Your new book argues that addiction is a learning disorder, as opposed to a brain disease or a criminal decision. What does this mean, in a nutshell?
Addiction is compulsive behavior that occurs despite negative consequences. This is the most widely accepted definition of the problem in medicine and psychiatry. However, policymakers and others haven’t really understood the implications of this. What it means is that, in essence, addiction is difficulty learning from punishment.
By recognizing the role of learning in addiction, we can better understand its sometimes paradoxical qualities. For example, people with addiction often look like they are deliberately planning their own self-destruction. But from our point of view, we are simply doing what we need to do to survive emotionally. We’re not zombies—we’re making choices, but those choices are biased in a way that is not obvious to people on the outside.
It’s similar to what you see when people fall in love: a person’s priorities change dramatically, and people may lie or hide certain behavior in order to protect the relationship. This doesn’t mean that people with addiction are inherently liars or manipulative, or that we have no free will. It’s just that we are under a type of stress that often pushes us to become self-protective in this way. It is critical for policymakers to understand this because it means that punitive treatment and punitive criminal justice policy are doomed to fail.
What are the biggest obstacles to advancing policies that treat addiction as a health care challenge rather than a criminal justice issue?
One huge obstacle is the way we see addiction, and how that view is rooted in our racist drug policies. To move forward, we need to understand that our laws are not based on science, but on bizarre, racist, and anti-immigrant campaigns of the 20th century.
These campaigns shape the way we see addiction even now. Every time you hear a white person saying, “I’m not your typical addict,” you hear the echo of the racism that originally drove drug prohibition. And every headline about heroin hitting the “middle class”—by which is meant white people of any class—has the same backdrop.
To recognize addiction as a learning problem—driven by self-medication to deal with trauma, mental illness, and other sources of despair—requires letting go of the idea that our drug laws are rational and accepting that they were made to control certain groups of people. That’s the only reason you can have alcohol and tobacco be legal while marijuana is illegal; no one can make a rational argument for that.
What I’m arguing is that we need to treat addiction like a real medical problem, not one that is uniquely moral. This will allow us to recognize that decriminalization of all personal drug possession, and complete legalization of some drugs, is the only policy that can genuinely help people with addiction while minimizing harm to everyone else.
What’s the most surprising thing you’ve learned about addiction and drug policy during the course of your fellowship?
That it is sometimes possible to have a rational discussion of these issues that actually changes people’s minds. For decades, the entire drug policy debate was stalled. Harm reduction was a fringe concept. And needle exchange was so stigmatized that President Clinton saw the need to block it in order to avoid the dreaded “soft on crime” label, even though the data was already crystal clear at the time that it saved lives and didn’t encourage drug use.

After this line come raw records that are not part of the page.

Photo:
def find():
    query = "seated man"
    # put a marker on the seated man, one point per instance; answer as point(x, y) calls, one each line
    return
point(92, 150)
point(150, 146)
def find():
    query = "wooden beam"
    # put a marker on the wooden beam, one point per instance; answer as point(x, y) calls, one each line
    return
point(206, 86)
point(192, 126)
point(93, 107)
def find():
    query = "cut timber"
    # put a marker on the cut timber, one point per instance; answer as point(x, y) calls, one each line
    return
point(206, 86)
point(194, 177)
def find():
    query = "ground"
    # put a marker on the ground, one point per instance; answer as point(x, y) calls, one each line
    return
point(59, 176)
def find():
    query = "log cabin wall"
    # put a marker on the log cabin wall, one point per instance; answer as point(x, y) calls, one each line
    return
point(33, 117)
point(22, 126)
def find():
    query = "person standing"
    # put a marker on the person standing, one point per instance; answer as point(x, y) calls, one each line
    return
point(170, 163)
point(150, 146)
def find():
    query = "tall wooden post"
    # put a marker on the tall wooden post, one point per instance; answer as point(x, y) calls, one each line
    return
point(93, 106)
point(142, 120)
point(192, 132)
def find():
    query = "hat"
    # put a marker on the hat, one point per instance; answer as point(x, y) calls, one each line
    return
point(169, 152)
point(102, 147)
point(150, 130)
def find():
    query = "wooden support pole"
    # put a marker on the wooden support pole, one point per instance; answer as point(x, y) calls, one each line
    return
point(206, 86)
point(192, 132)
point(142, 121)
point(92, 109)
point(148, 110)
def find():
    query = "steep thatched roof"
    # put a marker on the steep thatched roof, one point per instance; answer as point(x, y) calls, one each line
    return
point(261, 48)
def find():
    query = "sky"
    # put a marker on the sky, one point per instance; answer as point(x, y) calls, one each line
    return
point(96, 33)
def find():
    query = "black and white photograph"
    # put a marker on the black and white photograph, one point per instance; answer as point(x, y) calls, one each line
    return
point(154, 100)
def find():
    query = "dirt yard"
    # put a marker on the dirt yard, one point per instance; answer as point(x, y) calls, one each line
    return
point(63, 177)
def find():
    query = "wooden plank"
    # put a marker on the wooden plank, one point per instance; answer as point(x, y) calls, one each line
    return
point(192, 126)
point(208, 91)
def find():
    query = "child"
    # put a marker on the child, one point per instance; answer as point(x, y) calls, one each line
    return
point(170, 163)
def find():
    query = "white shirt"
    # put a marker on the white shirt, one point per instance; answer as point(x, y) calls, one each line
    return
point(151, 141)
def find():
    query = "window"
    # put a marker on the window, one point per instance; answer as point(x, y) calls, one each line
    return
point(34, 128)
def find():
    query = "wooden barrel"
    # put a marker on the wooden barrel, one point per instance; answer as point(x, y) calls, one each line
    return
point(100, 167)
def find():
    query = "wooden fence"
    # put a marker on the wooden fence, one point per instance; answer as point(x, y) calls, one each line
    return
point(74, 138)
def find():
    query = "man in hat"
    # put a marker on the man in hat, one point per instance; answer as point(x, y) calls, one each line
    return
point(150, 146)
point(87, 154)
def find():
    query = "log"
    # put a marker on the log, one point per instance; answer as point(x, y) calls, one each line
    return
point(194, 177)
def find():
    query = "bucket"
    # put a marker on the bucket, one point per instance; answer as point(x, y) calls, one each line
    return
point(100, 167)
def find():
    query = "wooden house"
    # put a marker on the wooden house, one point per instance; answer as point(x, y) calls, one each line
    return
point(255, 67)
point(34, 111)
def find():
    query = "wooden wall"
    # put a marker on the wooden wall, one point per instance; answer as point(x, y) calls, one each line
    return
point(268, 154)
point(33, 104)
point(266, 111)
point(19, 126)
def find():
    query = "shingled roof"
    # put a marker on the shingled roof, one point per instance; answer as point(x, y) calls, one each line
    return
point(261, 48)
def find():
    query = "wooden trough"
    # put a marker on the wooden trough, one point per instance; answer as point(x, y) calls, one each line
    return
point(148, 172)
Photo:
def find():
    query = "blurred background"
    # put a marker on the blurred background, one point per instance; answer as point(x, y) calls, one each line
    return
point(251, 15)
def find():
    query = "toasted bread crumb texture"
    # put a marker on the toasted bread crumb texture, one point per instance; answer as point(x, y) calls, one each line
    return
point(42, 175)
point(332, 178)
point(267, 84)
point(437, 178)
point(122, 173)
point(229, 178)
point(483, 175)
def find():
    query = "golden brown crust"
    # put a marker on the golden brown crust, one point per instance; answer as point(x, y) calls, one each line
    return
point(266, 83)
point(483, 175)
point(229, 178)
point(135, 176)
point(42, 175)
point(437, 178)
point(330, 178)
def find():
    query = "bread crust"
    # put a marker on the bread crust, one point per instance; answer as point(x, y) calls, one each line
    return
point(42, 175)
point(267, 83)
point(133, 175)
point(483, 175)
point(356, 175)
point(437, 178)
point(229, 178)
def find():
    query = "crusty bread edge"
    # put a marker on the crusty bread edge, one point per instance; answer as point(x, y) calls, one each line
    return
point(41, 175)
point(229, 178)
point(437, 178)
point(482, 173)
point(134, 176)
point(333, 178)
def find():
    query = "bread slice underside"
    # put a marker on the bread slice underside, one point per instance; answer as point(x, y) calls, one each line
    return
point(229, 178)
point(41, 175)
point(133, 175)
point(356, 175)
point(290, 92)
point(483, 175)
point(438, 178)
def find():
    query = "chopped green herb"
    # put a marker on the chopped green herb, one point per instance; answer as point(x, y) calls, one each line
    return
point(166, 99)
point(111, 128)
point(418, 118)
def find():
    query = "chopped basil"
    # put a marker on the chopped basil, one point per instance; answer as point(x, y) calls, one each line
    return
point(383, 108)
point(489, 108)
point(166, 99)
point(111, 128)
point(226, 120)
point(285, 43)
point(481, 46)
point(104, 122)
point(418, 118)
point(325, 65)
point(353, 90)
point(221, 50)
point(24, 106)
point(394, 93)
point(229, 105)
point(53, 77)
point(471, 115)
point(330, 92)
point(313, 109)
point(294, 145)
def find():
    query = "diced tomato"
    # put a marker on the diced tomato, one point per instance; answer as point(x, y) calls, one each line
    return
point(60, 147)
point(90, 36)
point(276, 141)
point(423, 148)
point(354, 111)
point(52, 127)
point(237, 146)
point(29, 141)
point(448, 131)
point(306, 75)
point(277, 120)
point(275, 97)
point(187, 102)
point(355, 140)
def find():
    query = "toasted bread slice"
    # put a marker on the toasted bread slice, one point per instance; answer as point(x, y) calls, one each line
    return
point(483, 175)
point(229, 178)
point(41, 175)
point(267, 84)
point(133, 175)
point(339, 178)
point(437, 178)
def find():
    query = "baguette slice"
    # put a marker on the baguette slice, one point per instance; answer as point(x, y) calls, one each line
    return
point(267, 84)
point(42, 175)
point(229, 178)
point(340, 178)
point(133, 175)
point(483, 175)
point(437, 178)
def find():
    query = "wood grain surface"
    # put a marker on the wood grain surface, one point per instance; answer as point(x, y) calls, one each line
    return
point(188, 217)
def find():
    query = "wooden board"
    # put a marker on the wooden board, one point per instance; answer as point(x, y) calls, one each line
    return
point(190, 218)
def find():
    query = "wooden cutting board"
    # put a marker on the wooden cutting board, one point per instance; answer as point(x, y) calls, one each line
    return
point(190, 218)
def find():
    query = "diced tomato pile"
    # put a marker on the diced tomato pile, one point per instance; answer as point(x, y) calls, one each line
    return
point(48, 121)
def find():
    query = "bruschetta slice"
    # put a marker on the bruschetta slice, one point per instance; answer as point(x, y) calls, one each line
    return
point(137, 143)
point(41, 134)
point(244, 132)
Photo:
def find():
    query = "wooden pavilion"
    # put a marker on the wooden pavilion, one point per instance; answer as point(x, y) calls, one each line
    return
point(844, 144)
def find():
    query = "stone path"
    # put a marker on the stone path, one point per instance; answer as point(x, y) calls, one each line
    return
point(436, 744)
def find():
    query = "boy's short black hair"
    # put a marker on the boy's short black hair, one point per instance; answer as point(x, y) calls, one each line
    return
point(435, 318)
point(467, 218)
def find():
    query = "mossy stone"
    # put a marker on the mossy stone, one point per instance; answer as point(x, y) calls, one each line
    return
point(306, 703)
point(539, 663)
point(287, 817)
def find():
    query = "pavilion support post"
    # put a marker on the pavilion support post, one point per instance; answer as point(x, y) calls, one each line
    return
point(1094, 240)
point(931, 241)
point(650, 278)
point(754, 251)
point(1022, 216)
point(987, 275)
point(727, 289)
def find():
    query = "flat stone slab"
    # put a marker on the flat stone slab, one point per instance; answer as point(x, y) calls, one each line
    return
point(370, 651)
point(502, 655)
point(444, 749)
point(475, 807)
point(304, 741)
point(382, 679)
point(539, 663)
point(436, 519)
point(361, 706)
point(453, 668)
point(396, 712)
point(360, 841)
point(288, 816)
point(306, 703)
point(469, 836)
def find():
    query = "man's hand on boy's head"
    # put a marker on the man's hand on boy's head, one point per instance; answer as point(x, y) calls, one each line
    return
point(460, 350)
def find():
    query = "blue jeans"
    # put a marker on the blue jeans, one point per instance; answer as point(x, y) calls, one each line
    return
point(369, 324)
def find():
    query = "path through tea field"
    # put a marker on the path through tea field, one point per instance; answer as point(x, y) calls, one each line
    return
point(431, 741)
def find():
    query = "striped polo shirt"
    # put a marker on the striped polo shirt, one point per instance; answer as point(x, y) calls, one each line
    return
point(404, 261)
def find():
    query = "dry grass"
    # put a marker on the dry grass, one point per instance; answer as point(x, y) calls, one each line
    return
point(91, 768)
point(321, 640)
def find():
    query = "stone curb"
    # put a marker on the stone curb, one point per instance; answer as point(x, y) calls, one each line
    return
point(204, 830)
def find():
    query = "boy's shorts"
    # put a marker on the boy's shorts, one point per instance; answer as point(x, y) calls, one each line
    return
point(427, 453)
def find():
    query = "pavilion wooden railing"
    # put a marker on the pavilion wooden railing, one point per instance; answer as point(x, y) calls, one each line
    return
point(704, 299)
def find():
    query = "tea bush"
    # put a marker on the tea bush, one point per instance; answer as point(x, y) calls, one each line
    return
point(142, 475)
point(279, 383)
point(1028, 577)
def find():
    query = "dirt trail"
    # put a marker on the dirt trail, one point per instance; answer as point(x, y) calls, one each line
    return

Now, we have USA Today endorsing safe injection facilities and the New York Times supporting marijuana legalization. Four states actually have legalized, and it’s increasingly difficult to find someone to quote who favors arresting and jailing users, or who opposes access to the overdose antidote naloxone on moral grounds.
Yes, it’s true that the “whiteness” of the opioid problem has helped move the debate, but so has the quiet, persistent work of thousands of harm reduction advocates who made compassionate treatment of people who use drugs an idea whose time has come.